Noam Chomsky: "Keine Chance für Frieden"
Warum mit Israel und den USA kein Palästinenserstaat zu machen ist
"Wer über Israel und
Frieden im Nahen Osten diskutiert, sollte Chomskys Thesen kennen, aber auch die
seiner Gegner: Alan Dershowitz' gleichzeitig erschienenes 'Plädoyer für
Israel' stellt eine direkte Antwort auf viele Thesen Noam Chomskys dar. Munition
für hitzige Diskussionen über ein weltbewegendes Thema."

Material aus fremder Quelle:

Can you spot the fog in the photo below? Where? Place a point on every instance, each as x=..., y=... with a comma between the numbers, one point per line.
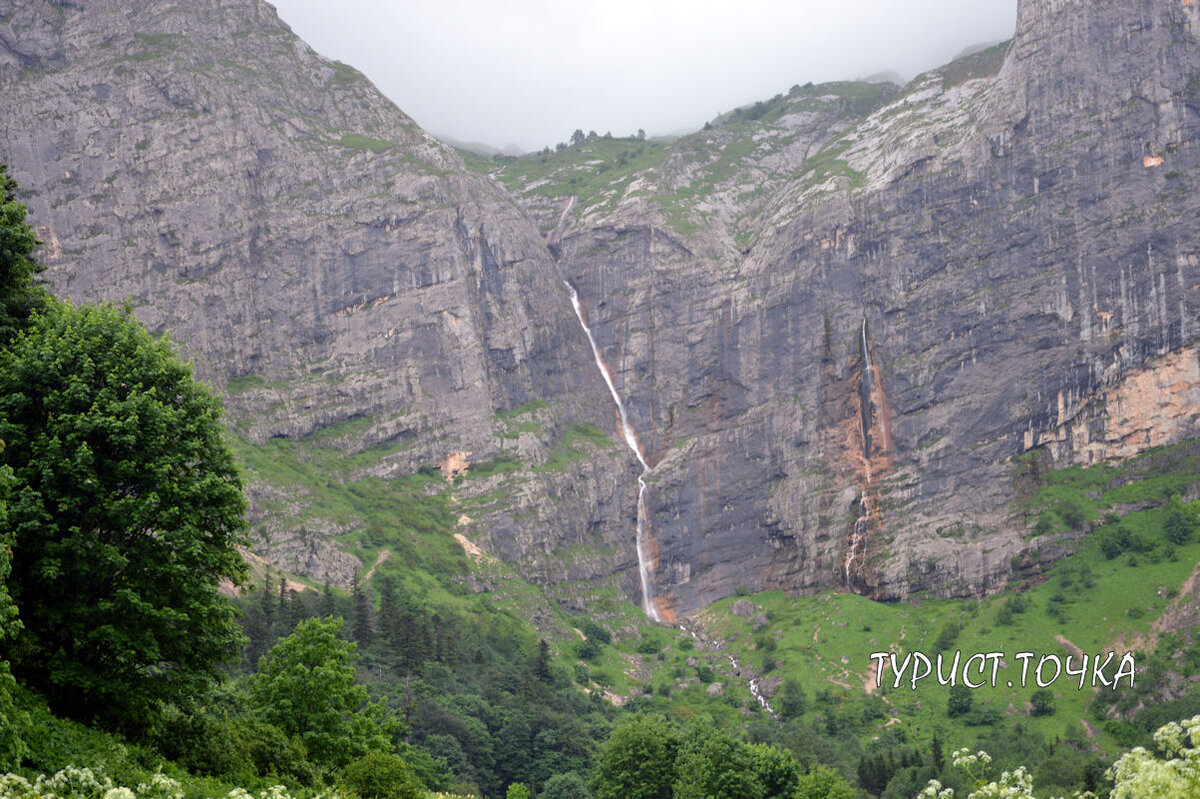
x=528, y=72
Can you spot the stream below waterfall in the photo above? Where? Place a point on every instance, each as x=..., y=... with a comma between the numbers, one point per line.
x=645, y=570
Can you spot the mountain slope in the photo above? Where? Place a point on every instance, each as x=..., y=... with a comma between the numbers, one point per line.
x=324, y=262
x=845, y=322
x=1007, y=242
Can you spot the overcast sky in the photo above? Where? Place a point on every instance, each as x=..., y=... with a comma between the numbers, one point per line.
x=529, y=72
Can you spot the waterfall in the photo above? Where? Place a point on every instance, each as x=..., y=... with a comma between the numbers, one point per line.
x=643, y=560
x=754, y=686
x=858, y=535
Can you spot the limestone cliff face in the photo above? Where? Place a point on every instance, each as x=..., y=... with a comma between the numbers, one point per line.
x=317, y=254
x=1020, y=242
x=863, y=292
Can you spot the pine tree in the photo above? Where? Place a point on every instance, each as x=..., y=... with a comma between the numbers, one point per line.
x=363, y=629
x=328, y=605
x=541, y=665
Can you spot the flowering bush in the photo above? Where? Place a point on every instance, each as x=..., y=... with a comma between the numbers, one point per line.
x=73, y=782
x=1137, y=775
x=1140, y=775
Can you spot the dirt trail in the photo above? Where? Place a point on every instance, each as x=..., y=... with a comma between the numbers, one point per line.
x=1072, y=648
x=383, y=556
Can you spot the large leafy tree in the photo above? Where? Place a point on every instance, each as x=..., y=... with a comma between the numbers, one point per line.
x=126, y=509
x=637, y=761
x=305, y=686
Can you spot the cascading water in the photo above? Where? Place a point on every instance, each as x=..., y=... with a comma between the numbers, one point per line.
x=643, y=559
x=858, y=534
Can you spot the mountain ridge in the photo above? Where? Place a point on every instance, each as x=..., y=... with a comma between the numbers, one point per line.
x=738, y=281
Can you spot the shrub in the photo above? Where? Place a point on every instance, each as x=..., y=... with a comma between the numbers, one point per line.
x=379, y=775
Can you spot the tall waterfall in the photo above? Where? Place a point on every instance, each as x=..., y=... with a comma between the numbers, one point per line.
x=858, y=535
x=643, y=559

Es erweckt den Anschein, als hätte der Europa Verlag Angst vor der eigenen
Courage bekommen, indem er im Umschlagklappentext Werbung für Antithesen zum
beschriebenen Werk macht. Schließlich ist Chomsky bei allen bedingungslosen Anhängern
der nunmehr einzigen Hegemonialmacht unseres Planeten eindeutig unbeliebt, was
sich in jeder medialen Auseinandersetzung um seine Person, egal ob in
Zeitungsartikeln oder Leserbriefen, mit steigender Tendenz bemerkbar macht.
Aber auch in anderer Hinsicht erscheint obiges Zitat bemerkenswert, wird doch
darin suggeriert, dass beide beim Europa Verlag erschienenen Bücher
Dershowitzens und Chomskys insofern gleichzusetzen seien, als sie Extreme
unterschiedlicher Anschauungen bilden, die dem Leser beim Bilden einer eigenen,
wahrscheinlich in der goldenen Mitte liegenden Meinung helfen sollten. Dieser
Denkansatz ist verfehlt. Chomsky ist eben nicht die diametral entgegengesetzte
Entsprechung zu einem offensichtlich einseitig-nationalistischen
Pamphletschreiber, er ist eben kein anti-israelischer Agitator. Die Antithese zu
Dershowitzens Buch wäre also ein fiktives "Plädoyer gegen Israel"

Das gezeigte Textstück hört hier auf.